Обсуждение: finding medians

Поиск
Список
Период
Сортировка

finding medians

От
Josh Burdick
Дата:
At the end of this message is some code I used to find medians.   It's kind of a hack, but approximately works, and
isintended as a 
 
somewhat awkward stopgap for people who need to use medians.  It 
illustrates the limitations of the current aggregate function setup, 
which works so nicely for avg() and stddev().   I don't have any good solutions.  I tried using a float4[] to store 
each element as it's added, but I couldn't get array updates working in 
PL/PgSQL, so that didn't help.   Perhaps aggregate functions could be passed an array?  Or a cursor, 
pointing at the first line?  I'm not sure.
   Anyways, perhaps it'll be helpful.   Josh

-- 
Josh Burdick
jburdick@gradient.cis.upenn.edu
http://www.cis.upenn.edu/~jburdick



/* Implementing median-finding in "pure Postgres."  Does this by
copying data to a temporary table.
  A weakness of this code is that it uses sorting, instead of
Hoare's linear-time median algorithm.  Presumably sorting is
implemented so efficiently that it'll be faster than anything
written in PL/PgSQL.  (Although Hoare's algorithm implemented
in C would be faster than either.)
  BUG: this isn't properly set up to deal with multiple users.
For example, if A computes a median, then B could read the data
from the median_tmp table.  Possibly you could fiddle with
transaction isolation levels, or add a user field to median_tmp,
or something else complicated, to prevent this, but for now I'm
not worrying about this.
  Written by Josh Burdick (jburdick@gradient.cis.upenn.edu).
Anyone can use this under the same license as Postgres.
  20020524, jtb: started. */

drop aggregate median(float4);
drop table median_tmp;
drop sequence median_id;
drop index median_tmp_median_id;
drop function median_sfunc_float4(bigint, float4);
drop function median_finalfunc_float4(bigint);

create sequence median_id;
create table median_tmp ( median_id int, x float4
);
create index median_tmp_median_id on median_tmp(median_id);

create function median_sfunc_float4
(bigint, float4) returns bigint as '

insert into median_tmp
values (case when $1 = 0 then nextval(''median_id'') else $1 end, $2);

select currval(''median_id'');

' language 'SQL';

create function median_finalfunc_float4
(bigint) returns float4 as '
declare

i bigint;
n bigint;
c refcursor;
m float4;
m1 float4;

begin

n := (select count(*) from median_tmp where median_id = $1);

open c for select x from median_tmp where median_id = $1 order by x;

for i in 1..((n+1)/2) loop fetch c into m;
end loop;

/* if n is even, fetch the next value, and average the two */
if (n % int8(2) = int8(0)) then fetch c into m1; m := (m + m1) / 2;
end if;

delete from median_tmp where median_id = $1;

return m;

end
' language 'plpgsql';

create aggregate median ( basetype = float4, stype = bigint, initcond = 0, sfunc = median_sfunc_float4, finalfunc =
median_finalfunc_float4
);








Re: finding medians

От
Josh Berkus
Дата:
Josh,

>     At the end of this message is some code I used to find medians.
>     It's kind of a hack, but approximately works, and is intended as a
> somewhat awkward stopgap for people who need to use medians.  It
> illustrates the limitations of the current aggregate function setup,
> which works so nicely for avg() and stddev().
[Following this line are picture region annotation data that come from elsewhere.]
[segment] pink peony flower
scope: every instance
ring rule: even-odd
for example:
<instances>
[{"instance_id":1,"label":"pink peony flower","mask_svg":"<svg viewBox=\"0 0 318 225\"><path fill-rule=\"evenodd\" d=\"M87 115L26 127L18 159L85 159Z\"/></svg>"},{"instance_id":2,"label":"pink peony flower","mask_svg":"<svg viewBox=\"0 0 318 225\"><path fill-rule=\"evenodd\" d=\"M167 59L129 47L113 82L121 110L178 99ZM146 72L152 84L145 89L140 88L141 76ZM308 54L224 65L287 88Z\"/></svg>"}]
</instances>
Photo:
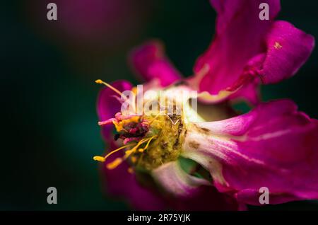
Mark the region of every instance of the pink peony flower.
<instances>
[{"instance_id":1,"label":"pink peony flower","mask_svg":"<svg viewBox=\"0 0 318 225\"><path fill-rule=\"evenodd\" d=\"M295 74L314 39L287 22L274 22L279 1L267 2L271 19L264 21L258 18L261 1L211 1L216 35L189 79L182 79L156 41L133 51L131 62L146 81L144 91L198 90L205 103L199 103L197 112L185 104L181 115L124 115L114 95L136 88L126 81L97 81L107 86L98 113L113 150L94 159L105 164L110 193L136 209L153 210L244 209L245 204L260 204L262 187L271 204L318 199L317 120L291 100L259 103L257 94L260 83ZM184 103L164 97L175 108ZM258 105L238 115L228 102L237 98Z\"/></svg>"}]
</instances>

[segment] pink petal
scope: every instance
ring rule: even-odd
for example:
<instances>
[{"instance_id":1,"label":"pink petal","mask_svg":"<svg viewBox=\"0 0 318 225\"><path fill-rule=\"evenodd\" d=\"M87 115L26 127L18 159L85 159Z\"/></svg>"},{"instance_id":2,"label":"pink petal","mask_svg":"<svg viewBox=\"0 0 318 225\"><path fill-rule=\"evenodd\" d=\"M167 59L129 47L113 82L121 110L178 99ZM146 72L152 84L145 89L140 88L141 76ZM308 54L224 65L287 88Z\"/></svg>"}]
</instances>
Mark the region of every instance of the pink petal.
<instances>
[{"instance_id":1,"label":"pink petal","mask_svg":"<svg viewBox=\"0 0 318 225\"><path fill-rule=\"evenodd\" d=\"M189 196L196 192L199 186L211 185L206 180L187 174L177 161L163 164L152 174L159 185L177 196Z\"/></svg>"},{"instance_id":2,"label":"pink petal","mask_svg":"<svg viewBox=\"0 0 318 225\"><path fill-rule=\"evenodd\" d=\"M307 61L314 38L285 21L276 21L266 38L267 52L261 71L264 83L293 76Z\"/></svg>"},{"instance_id":3,"label":"pink petal","mask_svg":"<svg viewBox=\"0 0 318 225\"><path fill-rule=\"evenodd\" d=\"M146 81L158 79L167 86L181 79L179 71L165 55L163 45L151 41L135 49L131 54L132 67Z\"/></svg>"},{"instance_id":4,"label":"pink petal","mask_svg":"<svg viewBox=\"0 0 318 225\"><path fill-rule=\"evenodd\" d=\"M117 81L111 85L119 91L131 90L132 85L126 81ZM98 98L97 112L100 121L105 121L114 117L115 114L120 111L122 103L114 98L114 95L118 95L110 88L105 87L102 88ZM102 127L102 134L106 139L110 139L111 125Z\"/></svg>"},{"instance_id":5,"label":"pink petal","mask_svg":"<svg viewBox=\"0 0 318 225\"><path fill-rule=\"evenodd\" d=\"M184 156L210 171L216 188L259 204L318 199L318 122L291 101L260 105L233 118L196 124L187 134Z\"/></svg>"},{"instance_id":6,"label":"pink petal","mask_svg":"<svg viewBox=\"0 0 318 225\"><path fill-rule=\"evenodd\" d=\"M170 207L177 210L245 209L232 198L218 192L211 183L186 173L177 161L165 163L155 169L157 183L171 195L167 198Z\"/></svg>"},{"instance_id":7,"label":"pink petal","mask_svg":"<svg viewBox=\"0 0 318 225\"><path fill-rule=\"evenodd\" d=\"M278 0L267 1L270 20L261 21L259 6L263 1L211 1L218 13L216 35L194 66L200 91L216 95L231 88L248 62L264 51L264 37L280 10L280 4ZM206 70L202 73L202 69Z\"/></svg>"}]
</instances>

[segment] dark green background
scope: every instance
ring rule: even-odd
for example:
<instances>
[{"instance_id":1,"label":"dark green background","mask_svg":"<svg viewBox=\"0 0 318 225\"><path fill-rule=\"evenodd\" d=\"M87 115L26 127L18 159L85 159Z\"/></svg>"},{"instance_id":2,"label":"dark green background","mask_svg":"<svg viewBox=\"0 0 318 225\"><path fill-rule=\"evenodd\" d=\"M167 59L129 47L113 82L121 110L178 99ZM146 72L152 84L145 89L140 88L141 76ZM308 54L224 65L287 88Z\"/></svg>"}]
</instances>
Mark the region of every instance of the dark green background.
<instances>
[{"instance_id":1,"label":"dark green background","mask_svg":"<svg viewBox=\"0 0 318 225\"><path fill-rule=\"evenodd\" d=\"M38 1L2 1L0 209L126 209L103 193L98 163L92 160L104 147L95 112L100 86L93 81L126 79L136 83L127 52L153 38L162 40L176 67L190 75L211 42L216 18L207 0L135 1L142 8L139 28L119 44L105 37L103 47L73 45L76 38L51 35L50 30L58 31L50 23L54 22L46 20L47 9L40 21L35 16L32 4ZM283 0L279 18L317 38L317 1ZM264 100L290 98L318 117L317 59L316 48L297 76L263 87ZM49 186L58 190L56 205L46 202ZM262 209L317 208L314 202L293 202Z\"/></svg>"}]
</instances>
Actually, finding the median is one of the classic SQL problems.  You can't do
it without 2 passes through the data set, disallowing the use of traditional
aggregate functions.  Joe Celko has half a chapter devoted to various methods
of finding the median.

Can I talk you into submitting your code to Techdocs?  I'd love to have it
somewhere where it won't get buried in the mailing list archives.

--
-Josh Berkus



Re: finding medians

От
"Dann Corbit"
Дата:
ACK!  Sorting to find a median is criminal.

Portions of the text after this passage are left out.